Molte Aziende hanno presentato nuovi prodotti, e altre hanno proposto delle degustazioni, alcune delle quali guidate. La Fondazione Italiana Sommelier era presente con un suo spazio di “informazione e formazione”, in cui si sono succedute, nei giorni, degustazioni di vari vini condotte dai Docenti e servite dai Sommelier della Fondazione; i produttori erano lì e accompagnavano la degustazione raccontando i loro metodi, le loro storie e i loro progetti futuri. Una cosa risultata evidente è che in tutti i produttori esiste la volontà di creare un vino di qualità che sia rappresentativo del proprio territorio di origine, e che riveli il rapporto viscerale di interazione tra vitigno, suolo e uomo. L’atmosfera è sempre stata divertente, festosa e amichevole, mi veniva in mente Cecco Angiolieri “Sia benedetto chi per primo inventò il vino che tutto il giorno mi fa stare allegro”.
Tanti i padiglioni, quasi uno per ogni regione italiana, più quello dedicato ai vini stranieri, e per la prima volta la presenza della Cina con la “Grace Vineyard”, letteralmente il “Vigneto della Grazia”: 200 ettari vitati, una produzione di 2.5 milioni di bottiglie tra Chardonnay, Merlot, Cabernet Franc e Cabernet Sauvignon.
Una cosa che mi ha sorpreso è che girando all’interno dei padiglioni delle varie regioni, era normale fermarsi ad alcuni stand di Aziende considerate grandi e importanti, e trovare lì, tra la gente, proprio lui, il proprietario famoso, che con un sorriso era pronto a scambiare quattro chiacchiere e a offrirti personalmente il suo vino. Questa cosa mi è piaciuta molto, forte è sempre stata la tentazione di chiedere una foto insieme o un autografo sulla maglietta… felice come quando al concerto del cantante amato riesco ad avvicinarlo anche solo per un attimo. Poi, ho realizzato che personaggi come Angelo Gaja, Anna Abbona di Marchesi di Barolo, Vittorio Moretti non sono e non si sentono per niente delle star ma semplici persone che fanno parte del popolo del vino, che è un popolo di passione, di lavoro e di tenacia; sono persone che innanzitutto amano la loro terra, e che desiderano offrire un po’ del loro vino perché è proprio in quel calice che si possono ritrovare le loro tradizioni e il risultato di tutti i loro sforzi.
Il mio primo Vinitaly è stato come andare sulla giostra che desideravo da tempo, ho fatto tanti giri e un pieno di emozioni.
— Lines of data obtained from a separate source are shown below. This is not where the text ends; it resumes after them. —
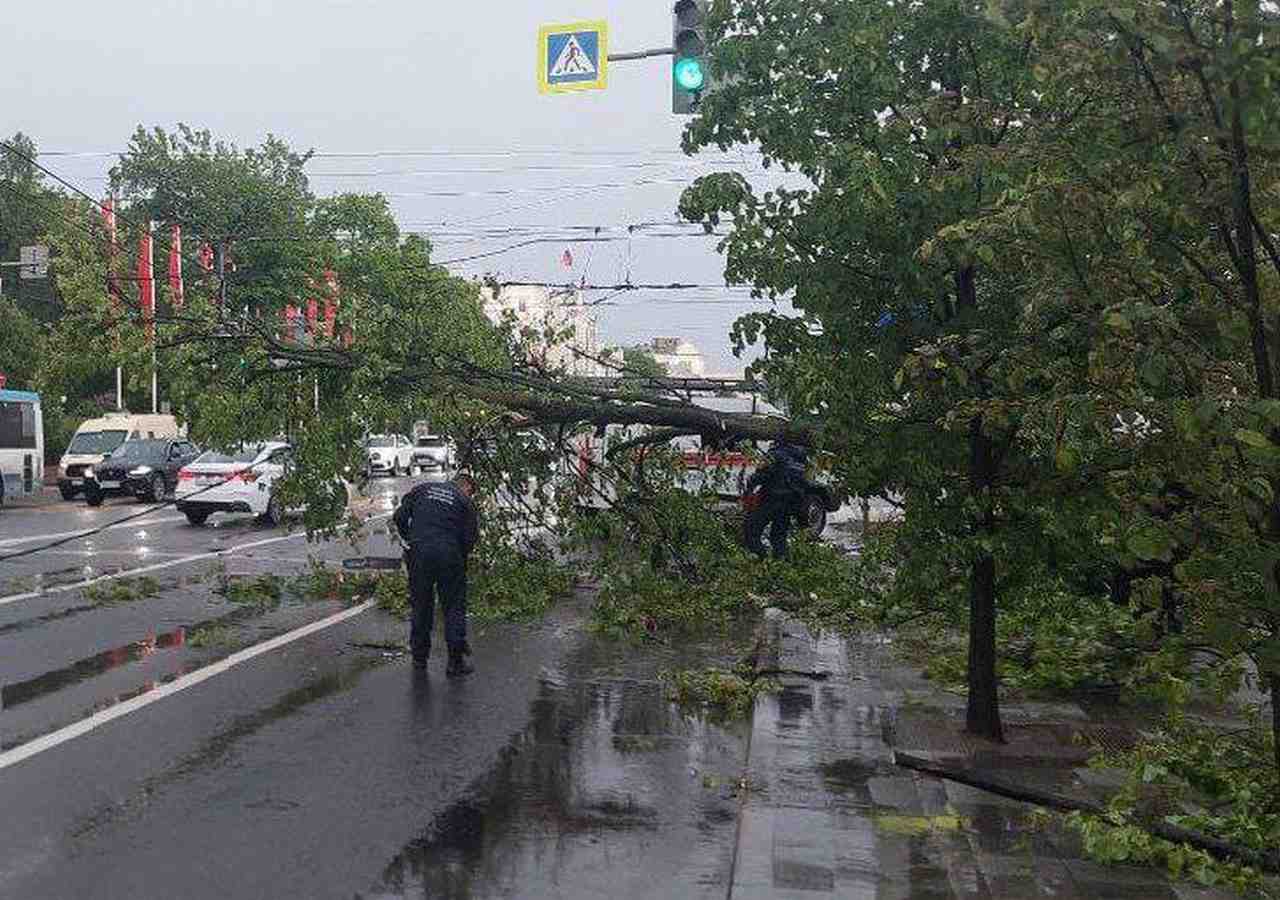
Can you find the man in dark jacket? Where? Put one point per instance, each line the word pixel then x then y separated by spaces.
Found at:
pixel 784 488
pixel 438 520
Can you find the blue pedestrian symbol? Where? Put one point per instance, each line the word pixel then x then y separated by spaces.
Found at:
pixel 572 56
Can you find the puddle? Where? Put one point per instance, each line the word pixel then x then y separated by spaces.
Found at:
pixel 608 789
pixel 82 670
pixel 218 748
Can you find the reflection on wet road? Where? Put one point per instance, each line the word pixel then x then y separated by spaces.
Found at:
pixel 608 790
pixel 324 767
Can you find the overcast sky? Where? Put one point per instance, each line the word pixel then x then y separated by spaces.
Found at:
pixel 456 80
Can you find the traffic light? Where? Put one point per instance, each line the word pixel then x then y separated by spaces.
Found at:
pixel 689 76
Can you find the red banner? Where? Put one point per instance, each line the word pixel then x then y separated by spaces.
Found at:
pixel 330 316
pixel 113 282
pixel 291 323
pixel 146 282
pixel 176 268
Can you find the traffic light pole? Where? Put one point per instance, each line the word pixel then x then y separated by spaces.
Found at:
pixel 643 54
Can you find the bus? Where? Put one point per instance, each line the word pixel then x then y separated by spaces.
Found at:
pixel 22 446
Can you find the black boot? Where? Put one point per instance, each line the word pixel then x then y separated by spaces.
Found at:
pixel 458 665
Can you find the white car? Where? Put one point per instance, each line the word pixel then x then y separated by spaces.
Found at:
pixel 433 453
pixel 388 455
pixel 233 483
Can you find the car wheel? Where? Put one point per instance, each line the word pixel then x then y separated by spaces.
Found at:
pixel 814 516
pixel 274 514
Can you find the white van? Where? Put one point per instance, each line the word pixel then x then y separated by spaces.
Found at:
pixel 95 438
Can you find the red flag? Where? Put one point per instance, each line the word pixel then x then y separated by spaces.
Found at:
pixel 113 283
pixel 291 323
pixel 146 282
pixel 176 268
pixel 330 316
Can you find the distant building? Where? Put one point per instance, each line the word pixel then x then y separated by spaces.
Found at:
pixel 542 310
pixel 680 356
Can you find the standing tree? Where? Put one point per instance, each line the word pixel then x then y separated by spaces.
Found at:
pixel 917 343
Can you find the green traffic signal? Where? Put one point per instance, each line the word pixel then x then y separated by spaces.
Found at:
pixel 690 74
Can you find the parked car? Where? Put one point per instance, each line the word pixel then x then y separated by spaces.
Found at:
pixel 433 453
pixel 96 438
pixel 388 455
pixel 240 482
pixel 145 469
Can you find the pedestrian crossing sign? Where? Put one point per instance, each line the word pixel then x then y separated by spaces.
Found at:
pixel 572 56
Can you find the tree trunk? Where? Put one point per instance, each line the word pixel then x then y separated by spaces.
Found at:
pixel 982 717
pixel 1275 718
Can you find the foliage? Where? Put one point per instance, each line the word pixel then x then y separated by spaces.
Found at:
pixel 671 562
pixel 123 590
pixel 21 345
pixel 1115 840
pixel 214 636
pixel 929 378
pixel 1217 781
pixel 263 592
pixel 723 695
pixel 502 588
pixel 1203 779
pixel 1051 642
Ora comprendo bene e sono fermamente convinta di quello che sosteneva il grande, grandissimo Giacomo Tachis: “Il vino non conoscerà mai crisi, perché la gente lo beve e lo berrà per sempre”.
Proprio a Giacomo Tachis, fondatore dell’enologia italiana moderna, è stata dedicata la degustazione più importante della manifestazione. La sua presenza era tangibile, nel cuore di tutti noi.